Why are there no photos of homes on this website?
Because our clients' homes are private residences, not
advertisements. We share full residential portfolios — plans, photographs,
budgets, timelines — in person or on a call, matched to your plot size.
Where past clients have agreed, we connect you with them directly. Ask,
and it is on the table within a day.
I'm abroad. Can I realistically build in the NCR?
Yes — with structure. For NRI and out-of-town owners we run a
defined remote protocol: scheduled site visits with a written note and
photo/video report on WhatsApp after each visit, contractor bills certified
against the BOQ before you release payment, and milestone-based approvals
so nothing is poured or plastered without your sign-off.
Can the first meeting be a video call?
Yes. The first meeting is free and can be at the studio in
DLF Phase 3 or on a video call — from Noida, Faridabad, or another time
zone entirely. Portfolio walkthroughs, the COA registration number, sample
BOQ pages and masked sanction letters are all shared on WhatsApp or a call
within one working day — use the one-tap requests in the
proof section. Nothing about
verifying us requires a trip to Gurugram.
Can I hire you for supervision only and keep my own contractor?
Yes. Stage 4 is available as its own engagement: reinforcement
checked before every slab pour, running bills certified against your
quotation before you pay, a written site note with photographs after every
visit, and a snag list before the final payment. You get a written quote for
exactly that scope at the free first meeting — the smallest way to put an
independent professional between your money and your site.

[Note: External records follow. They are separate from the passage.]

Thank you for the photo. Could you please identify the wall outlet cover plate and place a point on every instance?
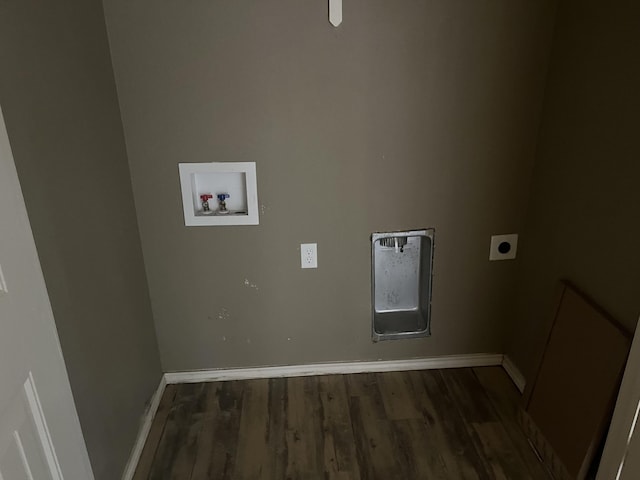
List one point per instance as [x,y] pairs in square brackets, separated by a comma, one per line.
[503,247]
[308,255]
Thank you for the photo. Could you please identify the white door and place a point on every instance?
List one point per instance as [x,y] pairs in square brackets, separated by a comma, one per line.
[40,436]
[621,457]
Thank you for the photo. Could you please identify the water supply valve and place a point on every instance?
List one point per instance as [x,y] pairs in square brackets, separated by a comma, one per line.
[222,204]
[205,203]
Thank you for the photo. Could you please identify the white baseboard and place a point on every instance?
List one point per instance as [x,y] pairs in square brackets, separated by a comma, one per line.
[513,372]
[145,427]
[450,361]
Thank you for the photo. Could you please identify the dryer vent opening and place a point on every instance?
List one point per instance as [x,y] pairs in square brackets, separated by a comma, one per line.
[401,265]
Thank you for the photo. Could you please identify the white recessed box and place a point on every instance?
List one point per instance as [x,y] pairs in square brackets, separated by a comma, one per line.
[236,179]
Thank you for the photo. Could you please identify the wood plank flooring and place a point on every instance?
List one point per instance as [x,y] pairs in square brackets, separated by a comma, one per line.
[453,424]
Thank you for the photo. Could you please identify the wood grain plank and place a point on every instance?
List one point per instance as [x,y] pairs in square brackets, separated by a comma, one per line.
[143,470]
[420,452]
[175,435]
[304,436]
[340,459]
[217,444]
[434,425]
[397,396]
[278,401]
[506,400]
[461,457]
[253,450]
[376,445]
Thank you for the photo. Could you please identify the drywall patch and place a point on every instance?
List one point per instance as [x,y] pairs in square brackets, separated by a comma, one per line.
[248,284]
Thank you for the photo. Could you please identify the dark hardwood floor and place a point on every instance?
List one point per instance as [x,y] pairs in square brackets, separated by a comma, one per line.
[435,424]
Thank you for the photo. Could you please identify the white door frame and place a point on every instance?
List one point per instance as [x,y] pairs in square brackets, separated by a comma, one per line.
[624,424]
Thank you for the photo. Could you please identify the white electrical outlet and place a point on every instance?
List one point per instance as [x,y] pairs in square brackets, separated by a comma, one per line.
[503,247]
[309,255]
[3,284]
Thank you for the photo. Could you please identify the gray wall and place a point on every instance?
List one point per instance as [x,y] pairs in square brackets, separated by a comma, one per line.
[58,96]
[583,221]
[411,114]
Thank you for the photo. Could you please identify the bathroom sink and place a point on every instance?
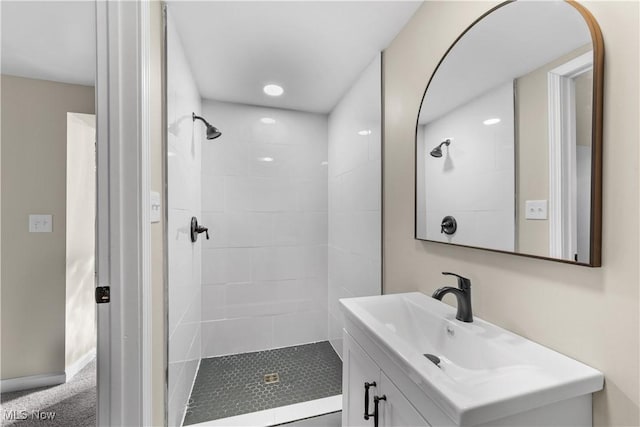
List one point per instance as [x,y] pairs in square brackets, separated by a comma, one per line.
[484,372]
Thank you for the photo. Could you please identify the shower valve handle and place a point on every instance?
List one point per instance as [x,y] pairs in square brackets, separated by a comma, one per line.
[204,230]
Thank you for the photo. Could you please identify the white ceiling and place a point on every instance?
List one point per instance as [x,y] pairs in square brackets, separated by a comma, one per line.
[49,40]
[506,44]
[315,50]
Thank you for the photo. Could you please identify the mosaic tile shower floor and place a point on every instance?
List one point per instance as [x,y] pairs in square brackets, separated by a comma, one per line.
[232,385]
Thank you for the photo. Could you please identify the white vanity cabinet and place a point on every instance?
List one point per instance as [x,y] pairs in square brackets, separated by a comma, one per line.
[484,375]
[359,370]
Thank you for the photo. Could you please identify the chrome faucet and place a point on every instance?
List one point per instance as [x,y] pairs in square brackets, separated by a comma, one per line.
[463,295]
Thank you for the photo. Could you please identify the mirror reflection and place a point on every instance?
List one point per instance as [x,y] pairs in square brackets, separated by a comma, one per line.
[504,136]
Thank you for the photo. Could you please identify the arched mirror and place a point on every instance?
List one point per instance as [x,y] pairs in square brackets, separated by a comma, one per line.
[509,136]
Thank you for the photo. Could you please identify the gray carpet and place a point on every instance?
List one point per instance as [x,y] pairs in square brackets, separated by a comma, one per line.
[73,404]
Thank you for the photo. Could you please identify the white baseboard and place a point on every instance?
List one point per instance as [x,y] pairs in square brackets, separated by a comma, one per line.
[34,381]
[281,415]
[77,366]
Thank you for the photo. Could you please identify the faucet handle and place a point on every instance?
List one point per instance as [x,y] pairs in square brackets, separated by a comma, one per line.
[463,282]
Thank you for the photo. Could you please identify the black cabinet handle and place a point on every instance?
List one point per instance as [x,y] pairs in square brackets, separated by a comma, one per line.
[376,413]
[366,399]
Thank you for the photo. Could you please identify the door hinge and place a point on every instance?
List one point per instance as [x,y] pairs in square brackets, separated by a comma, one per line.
[103,294]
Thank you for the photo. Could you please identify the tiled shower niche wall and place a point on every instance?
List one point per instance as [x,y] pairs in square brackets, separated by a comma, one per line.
[264,199]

How long will my project take?
Indicatively, for the NCR: a new kothi on a 200–350 sq yd plot
typically takes 2–3 months of design, 2–4 months of sanction depending on
the authority (largely overlapping design), and 12–18 months of
construction. A floor addition typically takes 2–3 months for structural
assessment and revised sanction, then 5–9 months on site. Your written
proposal states the programme for your specific project — and our stage
payments follow deliverables, not dates.